Izzy la guardò immobile. Ma che diamine di ragazza era quella? Bella, fidanzata con una star, probabilmente aveva anche il mondo ai suoi piedi e dove andava a finire? Da lui a chiedergli di smettere di spacciare droga al suo uomo in cambio dei suoi risparmi. Pazza. Non sembrava così ingenua a prima vista, eppure c’era un certo candore nelle sue azioni, nel suo modo di fare che gliela facevano stare simpatica. In effetti, non li voleva nemmeno i suoi soldi ora che ci pensava bene. Apprezzava il coraggio e la determinazione che l’avevano portata a compiere quel gesto altruista, chiederle qualcosa in cambio lo faceva apparire solo un gretto materialista egoista, e lui non era assolutamente così.

“Senti, ci ho pensato su … Accetto.

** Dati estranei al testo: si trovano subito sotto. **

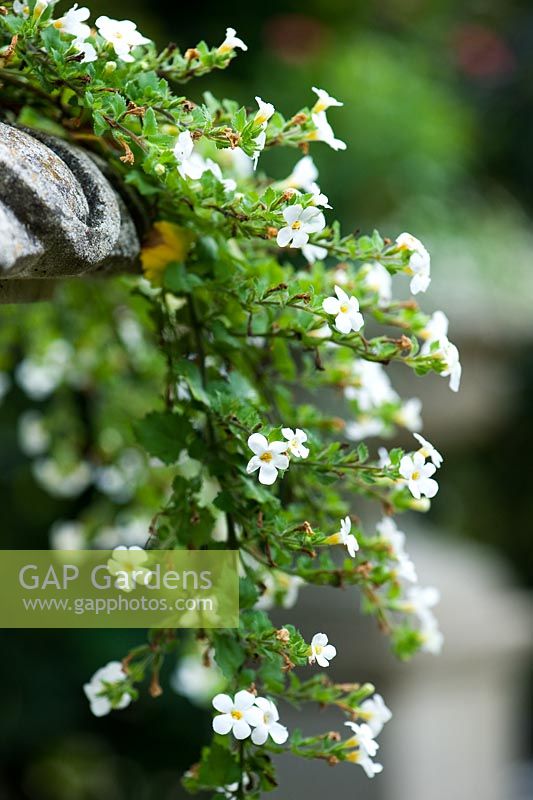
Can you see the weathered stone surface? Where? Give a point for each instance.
(59, 215)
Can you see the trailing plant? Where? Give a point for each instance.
(226, 402)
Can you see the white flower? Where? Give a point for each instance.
(126, 564)
(236, 715)
(418, 476)
(388, 530)
(267, 458)
(436, 328)
(196, 681)
(363, 738)
(324, 132)
(321, 651)
(300, 223)
(122, 34)
(428, 451)
(346, 310)
(190, 164)
(313, 252)
(421, 601)
(33, 437)
(324, 101)
(231, 42)
(375, 713)
(436, 331)
(345, 537)
(409, 415)
(296, 441)
(88, 50)
(374, 387)
(419, 262)
(384, 458)
(378, 279)
(103, 682)
(73, 22)
(269, 726)
(265, 111)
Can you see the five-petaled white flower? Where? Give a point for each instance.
(269, 725)
(102, 683)
(428, 451)
(73, 22)
(389, 531)
(437, 331)
(122, 34)
(296, 441)
(300, 223)
(267, 458)
(363, 740)
(345, 537)
(321, 651)
(363, 737)
(418, 476)
(264, 112)
(324, 132)
(190, 164)
(421, 601)
(324, 101)
(419, 262)
(237, 715)
(375, 713)
(126, 565)
(231, 42)
(346, 309)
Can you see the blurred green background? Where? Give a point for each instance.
(438, 118)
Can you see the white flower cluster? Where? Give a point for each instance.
(245, 715)
(345, 537)
(192, 165)
(106, 690)
(436, 342)
(270, 457)
(419, 601)
(417, 471)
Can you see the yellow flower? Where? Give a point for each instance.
(164, 244)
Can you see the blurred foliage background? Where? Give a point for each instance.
(438, 120)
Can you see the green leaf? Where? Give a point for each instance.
(164, 435)
(229, 654)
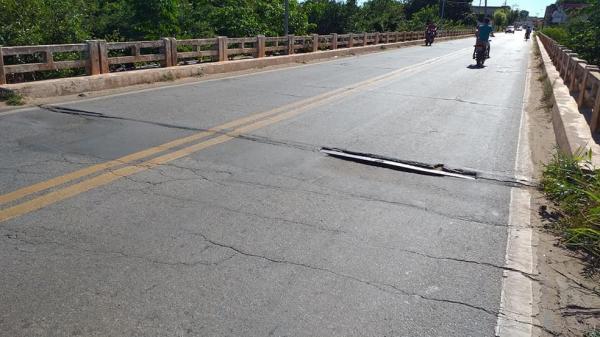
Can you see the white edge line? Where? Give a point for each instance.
(515, 317)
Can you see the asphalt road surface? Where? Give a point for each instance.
(207, 209)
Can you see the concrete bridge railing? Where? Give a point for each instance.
(101, 57)
(582, 79)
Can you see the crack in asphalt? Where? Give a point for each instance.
(341, 194)
(380, 286)
(119, 253)
(455, 99)
(384, 287)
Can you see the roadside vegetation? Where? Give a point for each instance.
(573, 184)
(593, 333)
(12, 98)
(31, 22)
(581, 33)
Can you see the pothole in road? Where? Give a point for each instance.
(423, 168)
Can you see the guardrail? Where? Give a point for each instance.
(101, 57)
(582, 79)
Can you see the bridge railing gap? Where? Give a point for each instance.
(582, 79)
(95, 57)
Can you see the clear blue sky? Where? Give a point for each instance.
(535, 7)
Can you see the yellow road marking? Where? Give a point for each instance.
(39, 187)
(270, 117)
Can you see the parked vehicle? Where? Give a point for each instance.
(481, 53)
(429, 37)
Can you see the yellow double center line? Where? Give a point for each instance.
(220, 134)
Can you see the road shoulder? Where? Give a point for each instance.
(564, 297)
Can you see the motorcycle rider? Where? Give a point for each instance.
(527, 32)
(483, 34)
(431, 28)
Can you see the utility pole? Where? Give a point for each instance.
(443, 9)
(286, 20)
(485, 10)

Lo faccio e basta.”

Simone spalancò i suoi occhi blu incredula. “Davvero?! Cioè, senza niente in cambio?”

“Davvero, senza niente in cambio.” Rispose calmo lui.  

“Oh ma è magnifico! Sul serio! Non sai quanto ti sia riconoscente!” esclamò Simone entusiasta prendendogli la mano non riuscendo a contenere la sua gioia, ma lasciandola andare subito per timore di avergli dato fastidio. Non era suo amico, se lo doveva ricordare.

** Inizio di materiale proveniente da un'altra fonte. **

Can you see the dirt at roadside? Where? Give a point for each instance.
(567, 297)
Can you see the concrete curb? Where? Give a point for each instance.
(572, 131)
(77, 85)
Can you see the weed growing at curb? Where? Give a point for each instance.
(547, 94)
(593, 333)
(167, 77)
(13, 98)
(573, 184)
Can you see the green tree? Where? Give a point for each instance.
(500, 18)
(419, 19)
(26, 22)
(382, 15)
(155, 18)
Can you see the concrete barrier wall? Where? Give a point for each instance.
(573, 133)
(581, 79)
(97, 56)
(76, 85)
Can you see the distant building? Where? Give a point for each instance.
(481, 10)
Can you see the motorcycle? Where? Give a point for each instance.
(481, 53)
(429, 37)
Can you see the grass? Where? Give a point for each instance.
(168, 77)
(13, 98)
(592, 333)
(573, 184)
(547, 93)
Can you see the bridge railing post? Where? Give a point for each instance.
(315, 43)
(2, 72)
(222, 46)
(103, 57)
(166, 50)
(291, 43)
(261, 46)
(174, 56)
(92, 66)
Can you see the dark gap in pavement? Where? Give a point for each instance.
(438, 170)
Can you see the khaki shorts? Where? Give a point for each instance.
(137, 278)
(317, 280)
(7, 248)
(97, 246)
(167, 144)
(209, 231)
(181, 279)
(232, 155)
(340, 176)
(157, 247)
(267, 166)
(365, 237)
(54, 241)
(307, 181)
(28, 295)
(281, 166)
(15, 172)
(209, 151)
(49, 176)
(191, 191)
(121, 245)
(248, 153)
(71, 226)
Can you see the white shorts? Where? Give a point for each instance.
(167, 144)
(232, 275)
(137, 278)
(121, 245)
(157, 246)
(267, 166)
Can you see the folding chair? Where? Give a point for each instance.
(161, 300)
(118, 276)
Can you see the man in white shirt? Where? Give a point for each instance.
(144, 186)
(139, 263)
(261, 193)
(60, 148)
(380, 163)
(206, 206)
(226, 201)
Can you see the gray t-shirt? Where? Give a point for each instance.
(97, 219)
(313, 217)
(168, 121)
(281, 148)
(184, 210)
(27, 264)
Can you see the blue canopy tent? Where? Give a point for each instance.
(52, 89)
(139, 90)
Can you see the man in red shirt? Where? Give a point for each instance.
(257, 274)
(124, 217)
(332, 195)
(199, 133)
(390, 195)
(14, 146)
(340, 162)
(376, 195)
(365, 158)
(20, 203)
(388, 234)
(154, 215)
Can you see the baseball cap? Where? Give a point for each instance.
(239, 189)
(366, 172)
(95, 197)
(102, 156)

Ad Izzy ovviamente non era per niente dispiaciuto quella stretta, il contatto con la pelle morbida della ragazza era stato piacevole. Come anche era piacevole la sensazione di avere fatto una buona azione per lei, chissà magari un giorno sarebbe tornata utile.

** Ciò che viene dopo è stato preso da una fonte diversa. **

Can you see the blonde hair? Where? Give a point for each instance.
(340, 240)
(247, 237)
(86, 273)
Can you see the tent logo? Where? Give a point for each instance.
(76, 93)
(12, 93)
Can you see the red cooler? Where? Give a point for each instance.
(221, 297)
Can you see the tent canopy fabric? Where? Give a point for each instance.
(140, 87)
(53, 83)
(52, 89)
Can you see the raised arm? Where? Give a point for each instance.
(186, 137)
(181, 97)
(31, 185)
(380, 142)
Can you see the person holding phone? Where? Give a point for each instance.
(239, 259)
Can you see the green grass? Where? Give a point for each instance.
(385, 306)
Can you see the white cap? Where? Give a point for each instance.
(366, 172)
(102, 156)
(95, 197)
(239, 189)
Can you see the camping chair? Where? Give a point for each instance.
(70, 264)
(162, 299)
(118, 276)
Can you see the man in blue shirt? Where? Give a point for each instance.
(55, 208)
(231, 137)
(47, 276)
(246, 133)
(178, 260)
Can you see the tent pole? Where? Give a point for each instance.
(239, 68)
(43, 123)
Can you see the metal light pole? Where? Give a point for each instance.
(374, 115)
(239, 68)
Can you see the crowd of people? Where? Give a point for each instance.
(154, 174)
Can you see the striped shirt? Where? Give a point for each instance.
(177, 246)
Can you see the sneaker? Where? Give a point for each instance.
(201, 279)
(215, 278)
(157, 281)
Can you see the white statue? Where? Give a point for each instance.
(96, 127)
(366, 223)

“Sì. Beh adesso devo tornare dagli altri ragazzi, abbiamo del lavoro da continuare.”  

Si girò per andarsene quando Simone lo richiamò: “Hey!”

Si girò e si trovò le braccia della ragazza strette attorno al collo, “Grazie.” Gli disse all’orecchio prima di staccarsi da lui e salutarlo vedendolo andare via verso il garage. Non sapeva perché lo aveva abbracciato, era stato un gesto impulsivo, anche se non rappresentava nessuno per lei sentiva di potersi fidare, sperava che lui non ne avesse avuto a male.

Quando vide la sua figura smilza scomparire dentro il garage, fece dietrofront avviandosi lontano da lì.

Mentre Izzy percorreva la breve distanza verso la porta del garage cercò di imprimersi nella memoria ogni singolo istante di quell’abbraccio: il profumo di lei, la sua stretta decisa ma delicata, la sua voce, la sensazione di avere un corpo così perfetto tra le braccia. Non sapeva se gli sarebbe mai più capitato, forse nemmeno l’avrebbe mai più vista e non voleva assolutamente dimenticarlo. Era una ragazza a posto, un po’ ingenua ma con la testa sulle spalle. E si vedeva che voleva bene all’uomo che aveva accanto.

“Joe Perry sei un uomo maledettamente fortunato.” Quello fu l’ultimo pensiero che fece prima di tornare dai suoi amici per dedicarsi alla sua musica e alla realizzazione del suo sogno.